Random sequence generation (selection bias due to inadequate generation of a randomised sequence)
For each included trial, we described the method used to generate the allocation sequence in sufficient detail to allow an assessment of whether it should produce comparable groups.
Low risk of bias: trial authors achieved sequence generation using computer‐generated random numbers or a random numbers table. Drawing lots, tossing a coin, shuffling cards or envelopes, and throwing dice are adequate if an independent person performed this who was not otherwise involved in the trial. We will consider use of the minimisation technique as equivalent to being random Unclear risk of bias: insufficient information about the sequence generation process High risk of bias: the sequence generation method was non‐random or quasi‐random (e.g. sequence generated by odd or even date of birth; sequence generated by some rule based on date (or day) of admission; sequence generated by some rule based on hospital or clinic record number; allocation by judgment of the clinician; allocation by preference of the participant; allocation based on the results of a laboratory test or a series of tests; or allocation by availability of the intervention)
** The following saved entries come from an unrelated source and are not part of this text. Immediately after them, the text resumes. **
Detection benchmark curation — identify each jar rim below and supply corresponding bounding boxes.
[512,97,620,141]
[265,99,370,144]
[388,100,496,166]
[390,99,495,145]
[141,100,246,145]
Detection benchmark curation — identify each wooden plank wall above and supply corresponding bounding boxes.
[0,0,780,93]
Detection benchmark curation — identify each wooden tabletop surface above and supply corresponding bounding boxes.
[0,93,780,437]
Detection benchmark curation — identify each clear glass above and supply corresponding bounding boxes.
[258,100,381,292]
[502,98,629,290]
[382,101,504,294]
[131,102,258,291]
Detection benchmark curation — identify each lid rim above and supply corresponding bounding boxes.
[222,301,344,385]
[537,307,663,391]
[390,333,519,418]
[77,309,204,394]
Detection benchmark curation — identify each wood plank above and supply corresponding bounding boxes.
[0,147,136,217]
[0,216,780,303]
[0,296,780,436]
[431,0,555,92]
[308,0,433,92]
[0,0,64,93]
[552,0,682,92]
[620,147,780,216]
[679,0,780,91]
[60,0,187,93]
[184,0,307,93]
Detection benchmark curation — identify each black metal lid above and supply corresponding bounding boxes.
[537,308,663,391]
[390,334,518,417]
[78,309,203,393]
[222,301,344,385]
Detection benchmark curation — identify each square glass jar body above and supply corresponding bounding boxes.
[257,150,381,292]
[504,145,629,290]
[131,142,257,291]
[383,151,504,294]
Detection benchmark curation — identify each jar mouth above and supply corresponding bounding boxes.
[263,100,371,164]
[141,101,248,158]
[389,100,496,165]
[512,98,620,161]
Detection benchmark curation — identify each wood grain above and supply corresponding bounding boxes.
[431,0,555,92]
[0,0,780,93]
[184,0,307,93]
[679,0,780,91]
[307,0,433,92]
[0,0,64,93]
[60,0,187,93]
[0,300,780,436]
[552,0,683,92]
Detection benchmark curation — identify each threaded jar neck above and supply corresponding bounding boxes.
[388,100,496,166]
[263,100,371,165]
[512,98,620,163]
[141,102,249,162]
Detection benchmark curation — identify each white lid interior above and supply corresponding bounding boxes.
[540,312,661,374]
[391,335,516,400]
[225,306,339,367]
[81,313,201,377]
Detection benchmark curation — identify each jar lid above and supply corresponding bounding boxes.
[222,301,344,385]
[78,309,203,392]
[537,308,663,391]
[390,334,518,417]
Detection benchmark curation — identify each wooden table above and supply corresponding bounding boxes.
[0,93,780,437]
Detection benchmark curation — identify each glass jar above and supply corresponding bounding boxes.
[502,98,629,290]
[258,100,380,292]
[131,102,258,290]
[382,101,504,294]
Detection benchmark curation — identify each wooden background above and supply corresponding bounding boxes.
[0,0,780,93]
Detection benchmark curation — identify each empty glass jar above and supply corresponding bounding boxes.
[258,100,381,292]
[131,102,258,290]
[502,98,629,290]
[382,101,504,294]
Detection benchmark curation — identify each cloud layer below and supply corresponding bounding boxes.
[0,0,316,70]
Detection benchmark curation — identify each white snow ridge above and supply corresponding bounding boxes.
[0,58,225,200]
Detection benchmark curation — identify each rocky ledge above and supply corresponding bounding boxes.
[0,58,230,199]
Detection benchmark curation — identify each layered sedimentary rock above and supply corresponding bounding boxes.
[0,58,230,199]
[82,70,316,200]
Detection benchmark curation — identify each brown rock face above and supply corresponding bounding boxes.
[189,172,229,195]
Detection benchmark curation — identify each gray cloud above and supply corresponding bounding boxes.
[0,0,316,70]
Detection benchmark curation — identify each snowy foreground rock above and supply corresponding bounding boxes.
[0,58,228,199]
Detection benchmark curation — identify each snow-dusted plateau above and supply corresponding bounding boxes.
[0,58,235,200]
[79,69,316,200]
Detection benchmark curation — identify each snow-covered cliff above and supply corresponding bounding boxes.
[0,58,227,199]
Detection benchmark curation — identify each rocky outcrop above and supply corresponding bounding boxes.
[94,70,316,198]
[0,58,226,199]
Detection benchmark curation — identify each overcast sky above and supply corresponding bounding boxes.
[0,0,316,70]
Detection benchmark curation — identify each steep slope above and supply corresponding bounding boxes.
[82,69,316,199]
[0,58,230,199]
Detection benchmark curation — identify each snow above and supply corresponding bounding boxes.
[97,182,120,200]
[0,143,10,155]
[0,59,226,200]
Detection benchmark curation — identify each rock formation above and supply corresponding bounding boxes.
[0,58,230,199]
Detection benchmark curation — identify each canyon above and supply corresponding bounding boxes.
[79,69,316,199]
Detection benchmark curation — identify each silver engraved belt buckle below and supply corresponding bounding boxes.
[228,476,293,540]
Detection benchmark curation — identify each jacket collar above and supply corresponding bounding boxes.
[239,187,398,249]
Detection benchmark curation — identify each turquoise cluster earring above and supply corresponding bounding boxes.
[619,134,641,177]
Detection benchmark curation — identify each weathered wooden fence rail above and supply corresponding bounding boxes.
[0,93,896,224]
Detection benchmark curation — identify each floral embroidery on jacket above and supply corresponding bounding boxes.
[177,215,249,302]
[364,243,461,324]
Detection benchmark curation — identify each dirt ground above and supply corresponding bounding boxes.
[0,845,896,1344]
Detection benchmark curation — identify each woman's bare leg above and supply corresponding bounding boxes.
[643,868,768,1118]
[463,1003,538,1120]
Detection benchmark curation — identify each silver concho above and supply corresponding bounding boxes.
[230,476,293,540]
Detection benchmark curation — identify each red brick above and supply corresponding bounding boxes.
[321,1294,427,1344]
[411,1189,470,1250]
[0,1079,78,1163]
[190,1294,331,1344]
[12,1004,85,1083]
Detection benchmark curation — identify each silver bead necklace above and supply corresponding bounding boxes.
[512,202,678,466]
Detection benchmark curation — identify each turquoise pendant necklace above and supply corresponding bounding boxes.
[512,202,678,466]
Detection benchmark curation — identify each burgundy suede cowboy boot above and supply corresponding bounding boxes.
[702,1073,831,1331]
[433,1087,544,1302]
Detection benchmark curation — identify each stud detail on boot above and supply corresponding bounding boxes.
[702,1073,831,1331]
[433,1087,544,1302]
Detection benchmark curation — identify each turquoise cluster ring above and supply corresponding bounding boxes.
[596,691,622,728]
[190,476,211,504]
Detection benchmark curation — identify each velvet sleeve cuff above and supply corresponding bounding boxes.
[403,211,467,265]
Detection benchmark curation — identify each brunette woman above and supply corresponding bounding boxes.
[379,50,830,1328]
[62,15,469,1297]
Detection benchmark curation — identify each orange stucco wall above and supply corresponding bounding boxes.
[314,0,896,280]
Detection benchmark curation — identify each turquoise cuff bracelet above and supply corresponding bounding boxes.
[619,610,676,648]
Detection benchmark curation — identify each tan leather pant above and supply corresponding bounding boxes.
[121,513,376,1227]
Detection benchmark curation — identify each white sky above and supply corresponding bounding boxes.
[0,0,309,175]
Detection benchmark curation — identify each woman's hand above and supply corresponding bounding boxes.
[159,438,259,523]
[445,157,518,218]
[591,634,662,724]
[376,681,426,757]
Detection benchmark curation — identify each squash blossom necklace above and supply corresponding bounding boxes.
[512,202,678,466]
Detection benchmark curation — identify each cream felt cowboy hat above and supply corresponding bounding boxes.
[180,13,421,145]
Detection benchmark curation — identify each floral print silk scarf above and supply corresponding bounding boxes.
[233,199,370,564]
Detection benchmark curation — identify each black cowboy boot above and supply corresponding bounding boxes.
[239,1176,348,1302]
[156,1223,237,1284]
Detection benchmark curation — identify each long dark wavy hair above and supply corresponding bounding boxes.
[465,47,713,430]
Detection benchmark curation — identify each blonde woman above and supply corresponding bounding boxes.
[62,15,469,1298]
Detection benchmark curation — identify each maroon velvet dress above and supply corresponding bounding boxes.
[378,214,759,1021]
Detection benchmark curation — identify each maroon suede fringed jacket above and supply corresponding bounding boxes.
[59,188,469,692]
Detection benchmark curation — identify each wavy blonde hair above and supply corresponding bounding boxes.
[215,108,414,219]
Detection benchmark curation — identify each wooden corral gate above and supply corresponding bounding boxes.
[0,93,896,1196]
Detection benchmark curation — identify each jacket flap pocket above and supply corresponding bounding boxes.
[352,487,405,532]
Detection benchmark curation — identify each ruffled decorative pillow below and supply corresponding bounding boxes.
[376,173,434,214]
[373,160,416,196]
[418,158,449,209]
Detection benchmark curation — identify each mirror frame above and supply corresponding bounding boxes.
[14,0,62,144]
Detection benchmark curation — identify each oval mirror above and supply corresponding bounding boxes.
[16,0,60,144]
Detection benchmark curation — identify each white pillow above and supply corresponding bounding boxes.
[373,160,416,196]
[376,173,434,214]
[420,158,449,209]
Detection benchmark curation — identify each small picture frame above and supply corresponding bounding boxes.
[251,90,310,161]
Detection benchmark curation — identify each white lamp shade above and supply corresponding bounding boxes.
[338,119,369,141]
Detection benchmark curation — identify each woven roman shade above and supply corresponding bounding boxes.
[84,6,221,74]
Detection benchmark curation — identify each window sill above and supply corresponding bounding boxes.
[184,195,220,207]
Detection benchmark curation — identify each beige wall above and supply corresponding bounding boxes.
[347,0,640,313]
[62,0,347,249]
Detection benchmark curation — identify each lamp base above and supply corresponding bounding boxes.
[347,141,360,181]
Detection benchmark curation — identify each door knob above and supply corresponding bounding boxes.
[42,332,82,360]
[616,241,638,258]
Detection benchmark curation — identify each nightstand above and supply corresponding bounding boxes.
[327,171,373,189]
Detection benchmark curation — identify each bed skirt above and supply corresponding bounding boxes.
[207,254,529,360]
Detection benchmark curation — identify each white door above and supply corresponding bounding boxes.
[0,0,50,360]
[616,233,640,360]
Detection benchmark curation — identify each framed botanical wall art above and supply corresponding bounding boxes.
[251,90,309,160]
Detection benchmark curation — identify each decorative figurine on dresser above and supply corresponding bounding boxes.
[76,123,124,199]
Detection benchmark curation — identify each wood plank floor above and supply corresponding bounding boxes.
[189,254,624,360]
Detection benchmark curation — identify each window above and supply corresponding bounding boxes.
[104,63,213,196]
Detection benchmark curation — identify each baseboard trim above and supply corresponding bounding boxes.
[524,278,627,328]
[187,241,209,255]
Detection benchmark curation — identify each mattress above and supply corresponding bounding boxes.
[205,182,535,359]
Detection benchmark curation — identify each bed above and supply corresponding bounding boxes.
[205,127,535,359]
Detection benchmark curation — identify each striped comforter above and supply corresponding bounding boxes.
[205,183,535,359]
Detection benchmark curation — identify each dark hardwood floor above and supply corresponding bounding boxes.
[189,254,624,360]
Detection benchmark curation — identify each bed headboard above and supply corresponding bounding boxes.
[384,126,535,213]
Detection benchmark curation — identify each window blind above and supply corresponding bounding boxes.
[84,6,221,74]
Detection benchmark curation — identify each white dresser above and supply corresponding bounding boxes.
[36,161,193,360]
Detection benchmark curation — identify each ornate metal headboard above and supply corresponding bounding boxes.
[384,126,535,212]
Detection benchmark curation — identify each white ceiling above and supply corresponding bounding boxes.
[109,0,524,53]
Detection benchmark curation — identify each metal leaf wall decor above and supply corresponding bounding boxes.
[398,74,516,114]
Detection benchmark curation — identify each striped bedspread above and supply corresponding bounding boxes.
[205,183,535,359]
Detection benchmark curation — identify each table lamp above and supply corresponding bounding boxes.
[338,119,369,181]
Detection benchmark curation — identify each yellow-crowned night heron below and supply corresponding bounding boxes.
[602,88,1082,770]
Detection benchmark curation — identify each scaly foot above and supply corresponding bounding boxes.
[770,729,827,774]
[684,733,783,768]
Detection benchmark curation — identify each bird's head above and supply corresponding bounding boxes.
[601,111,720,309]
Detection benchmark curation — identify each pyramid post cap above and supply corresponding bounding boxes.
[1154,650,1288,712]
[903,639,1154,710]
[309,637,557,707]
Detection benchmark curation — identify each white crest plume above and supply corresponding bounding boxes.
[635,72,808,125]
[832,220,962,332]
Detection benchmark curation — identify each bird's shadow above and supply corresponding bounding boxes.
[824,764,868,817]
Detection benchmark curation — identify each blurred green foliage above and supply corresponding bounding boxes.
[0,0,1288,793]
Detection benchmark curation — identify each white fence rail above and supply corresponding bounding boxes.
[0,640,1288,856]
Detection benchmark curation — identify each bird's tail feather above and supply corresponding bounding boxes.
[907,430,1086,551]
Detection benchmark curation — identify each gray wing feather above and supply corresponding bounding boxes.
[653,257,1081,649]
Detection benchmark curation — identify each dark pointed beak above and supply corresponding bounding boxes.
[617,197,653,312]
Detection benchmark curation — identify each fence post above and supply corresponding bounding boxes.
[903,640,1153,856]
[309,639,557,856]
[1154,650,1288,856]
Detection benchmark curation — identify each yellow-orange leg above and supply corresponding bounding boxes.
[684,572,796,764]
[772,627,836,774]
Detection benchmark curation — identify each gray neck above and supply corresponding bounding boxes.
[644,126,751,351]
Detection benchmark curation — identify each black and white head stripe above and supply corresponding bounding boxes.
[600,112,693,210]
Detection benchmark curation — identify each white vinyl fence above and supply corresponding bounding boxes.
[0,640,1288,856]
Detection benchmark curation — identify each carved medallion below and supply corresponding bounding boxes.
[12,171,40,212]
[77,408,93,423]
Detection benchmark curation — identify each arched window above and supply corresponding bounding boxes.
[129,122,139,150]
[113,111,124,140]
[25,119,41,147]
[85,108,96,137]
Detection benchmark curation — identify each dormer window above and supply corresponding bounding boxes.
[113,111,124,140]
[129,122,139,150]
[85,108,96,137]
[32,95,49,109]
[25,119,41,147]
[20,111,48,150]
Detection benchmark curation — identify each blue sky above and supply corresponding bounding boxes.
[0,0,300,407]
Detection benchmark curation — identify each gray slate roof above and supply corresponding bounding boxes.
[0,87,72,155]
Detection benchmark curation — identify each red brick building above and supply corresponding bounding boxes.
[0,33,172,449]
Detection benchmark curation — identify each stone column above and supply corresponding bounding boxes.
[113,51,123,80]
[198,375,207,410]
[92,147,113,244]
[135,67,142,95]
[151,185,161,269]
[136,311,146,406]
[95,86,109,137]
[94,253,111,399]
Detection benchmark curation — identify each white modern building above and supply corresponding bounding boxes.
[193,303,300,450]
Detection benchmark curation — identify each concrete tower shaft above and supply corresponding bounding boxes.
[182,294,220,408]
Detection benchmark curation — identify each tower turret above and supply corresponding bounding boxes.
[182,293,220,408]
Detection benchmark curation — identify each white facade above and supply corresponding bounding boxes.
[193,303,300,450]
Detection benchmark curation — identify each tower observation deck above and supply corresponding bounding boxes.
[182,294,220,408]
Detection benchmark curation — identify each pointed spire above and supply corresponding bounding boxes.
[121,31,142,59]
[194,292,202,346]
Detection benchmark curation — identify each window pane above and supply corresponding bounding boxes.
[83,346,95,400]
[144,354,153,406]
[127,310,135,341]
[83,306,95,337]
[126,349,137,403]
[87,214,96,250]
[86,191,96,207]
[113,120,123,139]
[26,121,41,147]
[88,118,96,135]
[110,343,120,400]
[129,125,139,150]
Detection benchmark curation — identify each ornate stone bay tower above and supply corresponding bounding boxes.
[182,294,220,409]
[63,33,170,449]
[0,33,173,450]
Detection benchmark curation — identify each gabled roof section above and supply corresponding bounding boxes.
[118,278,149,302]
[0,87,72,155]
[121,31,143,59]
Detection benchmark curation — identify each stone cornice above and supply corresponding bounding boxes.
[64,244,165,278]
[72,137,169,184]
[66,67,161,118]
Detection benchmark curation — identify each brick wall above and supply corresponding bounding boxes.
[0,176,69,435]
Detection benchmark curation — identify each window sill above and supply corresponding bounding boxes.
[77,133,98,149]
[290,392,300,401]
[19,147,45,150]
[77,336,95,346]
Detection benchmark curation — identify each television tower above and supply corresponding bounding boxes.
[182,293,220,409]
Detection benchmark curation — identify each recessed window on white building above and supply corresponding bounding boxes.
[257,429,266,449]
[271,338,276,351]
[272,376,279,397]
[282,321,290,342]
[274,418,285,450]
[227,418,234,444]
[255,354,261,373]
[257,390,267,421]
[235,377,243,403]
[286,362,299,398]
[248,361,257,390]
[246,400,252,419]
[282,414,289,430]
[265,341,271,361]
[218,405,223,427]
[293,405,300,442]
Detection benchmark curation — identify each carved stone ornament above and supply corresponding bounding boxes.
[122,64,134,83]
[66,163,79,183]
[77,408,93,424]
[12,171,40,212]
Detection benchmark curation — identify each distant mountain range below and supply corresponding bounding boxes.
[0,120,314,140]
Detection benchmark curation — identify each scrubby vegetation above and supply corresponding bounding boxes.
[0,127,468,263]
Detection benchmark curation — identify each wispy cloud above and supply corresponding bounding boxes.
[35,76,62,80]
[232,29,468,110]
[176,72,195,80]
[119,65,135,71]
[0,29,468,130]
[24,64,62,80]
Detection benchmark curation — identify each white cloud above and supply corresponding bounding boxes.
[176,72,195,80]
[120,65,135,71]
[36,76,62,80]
Allocation concealment (selection bias due to inadequate concealment of allocation prior to assignment)
We described for each included trial the method used to conceal allocation to interventions prior to assignment, and we assessed whether intervention allocation could have been foreseen in advance of or during recruitment or changed after assignment.
Low risk of bias: central allocation (including telephone, interactive voice‐recorder, Internet‐based and pharmacy‐controlled randomisation); sequentially numbered drug containers of identical appearance; sequentially numbered, opaque, sealed envelopes Unclear risk of bias: insufficient information about allocation concealment High risk of bias: open random allocation schedule (e.g. a list of random numbers) used; assignment envelopes used without appropriate safeguards; alternation or rotation; date of birth; case record number; any other explicitly unconcealed procedure
We also evaluated trial baseline data to incorporate assessment of baseline imbalance into the 'Risk of bias' judgement for selection bias (Corbett 2014). Chance imbalances may also affect judgements on risk of attrition bias. In the case of unadjusted analyses, we distinguished between trials that we rated as being at low risk of bias on the basis of both randomisation methods and baseline similarity, and trials that we judged as being at low risk of bias on the basis of baseline similarity alone (Corbett 2014). We re‐classified judgements of unclear, low, or high risk of selection bias as specified in Appendix 4.
Blinding of participants and study personnel (performance bias due to knowledge of allocated interventions by participants and personnel during the trial)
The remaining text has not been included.